The new prototype, however, skips the power-hungry parts and has something else, like a smartphone, process the video instead.
The researchers achieve this with a technique called backscatter, through which a device can share information by reflecting signals that have been transmitted to it.
“The fundamental assumption people have made so far is that backscatter can be used only for low-data rate sensors such as temperature sensors,” says paper coauthor Shyam Gollakota, an associate professor in the University of Washington’s Paul G. Allen School of Computer Science & Engineering. “This work breaks that assumption and shows that backscatter can indeed support even full HD video.”
“There could be tiny HD cameras everywhere recording the action: stuck on players’ helmets, everywhere across the stadium. And you don’t have to ever worry about changing their batteries.”
In today’s streaming cameras, the camera first processes and compresses the video before it is transmitted via Wi-Fi. These processing and communication components eat a lot of power, especially with HD videos. As a result, a lightweight streaming camera that doesn’t need large batteries or a power source has been out of reach.
The team developed a new system that eliminates all of these components. Instead, the pixels in the camera directly connect to the antenna, which sends intensity values via backscatter to a nearby smartphone. The phone, which doesn’t have the same size and weight restrictions as a small streaming camera, processes the video instead.
For the video transmission, the system translates the pixel information from each frame into a series of pulses where the width of each pulse represents a pixel value. The time duration of the pulse is proportional to the brightness of the pixel.
“It’s sort of similar to how the cells in the brain communicate with each other,” says coauthor Joshua Smith, a professor in the Allen School and the University of Washington’s electrical engineering department. “Neurons are either signaling or they’re not, so the information is encoded in the timing of their action potentials.”
The team tested their idea using a prototype that converted HD YouTube videos into raw pixel data. Then they fed the pixels into their backscatter system. Their design could stream 720p HD videos at 10 frames per second to a device up to 14 feet away.
“That’s like a camera recording a scene and sending the video to a device in the next room,” says coauthor and computer science and engineering doctoral student Mehrdad Hessar.
Seeing the future in HD
The group’s system uses 1,000 to 10,000 times less power than current streaming technology. But it still has a small battery that supports continuous operation. The next step is to make wireless video cameras that are completely battery-free, says Smith.

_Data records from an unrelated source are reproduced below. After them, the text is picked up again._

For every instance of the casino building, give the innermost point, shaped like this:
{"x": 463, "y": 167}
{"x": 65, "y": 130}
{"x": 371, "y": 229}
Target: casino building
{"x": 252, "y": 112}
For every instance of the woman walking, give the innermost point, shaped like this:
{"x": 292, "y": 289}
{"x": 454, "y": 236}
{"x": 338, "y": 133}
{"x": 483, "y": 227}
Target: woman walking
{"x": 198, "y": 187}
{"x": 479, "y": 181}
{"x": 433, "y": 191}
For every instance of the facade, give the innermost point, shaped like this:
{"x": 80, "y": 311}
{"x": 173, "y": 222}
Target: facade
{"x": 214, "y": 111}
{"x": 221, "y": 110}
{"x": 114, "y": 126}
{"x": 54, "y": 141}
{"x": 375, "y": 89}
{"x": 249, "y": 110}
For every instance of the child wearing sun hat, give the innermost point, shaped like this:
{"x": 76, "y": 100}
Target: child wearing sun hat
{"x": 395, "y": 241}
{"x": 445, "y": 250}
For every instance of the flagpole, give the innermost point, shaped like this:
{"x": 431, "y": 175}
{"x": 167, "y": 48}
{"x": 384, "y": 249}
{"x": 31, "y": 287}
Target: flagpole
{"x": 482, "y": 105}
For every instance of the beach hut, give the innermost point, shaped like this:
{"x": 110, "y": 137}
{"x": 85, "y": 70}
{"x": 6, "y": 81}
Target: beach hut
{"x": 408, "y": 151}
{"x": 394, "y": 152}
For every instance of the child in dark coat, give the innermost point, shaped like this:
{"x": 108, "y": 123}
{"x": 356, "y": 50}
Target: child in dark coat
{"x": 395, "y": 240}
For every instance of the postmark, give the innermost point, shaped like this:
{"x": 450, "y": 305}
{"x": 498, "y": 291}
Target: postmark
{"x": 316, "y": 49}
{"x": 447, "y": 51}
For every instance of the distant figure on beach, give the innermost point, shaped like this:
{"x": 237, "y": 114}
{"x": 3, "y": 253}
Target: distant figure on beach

The team has also created a low-resolution, low-power security camera, which can stream at 13 frames per second. This falls in line with the range of functions the group predicts for this technology.
“There are many applications,” says coauthor and recent electrical engineering alum Saman Naderiparizi. “Right now home security cameras have to be plugged in all the time. But with our technology, we can effectively cut the cord for wireless streaming cameras.”
The group also envisions a world where these cameras are smart enough to only turn on when they are needed for their specific purpose, which could save even more energy.
“This video technology has the potential to transform the industry as we know it. Cameras are critical for a number of internet-connected applications, but so far they have been constrained by their power consumption,” he says.
“Just imagine you go to a football game five years from now,” Smith adds. “There could be tiny HD cameras everywhere recording the action: stuck on players’ helmets, everywhere across the stadium. And you don’t have to ever worry about changing their batteries.”
The team presented their findings April 10 at the Advanced Computing Systems Association’s Symposium on Networked Systems Design and Implementation.
The researchers have licensed the technology to Jeeva Wireless, a Seattle-based startup a team of university researchers founded, including Gollakota, Smith, and Vamsi Talla, a recent alum and coauthor of this paper.
The National Science Foundation, the Alfred P. Sloan Foundation, and Google Faculty Research Awards funded the research.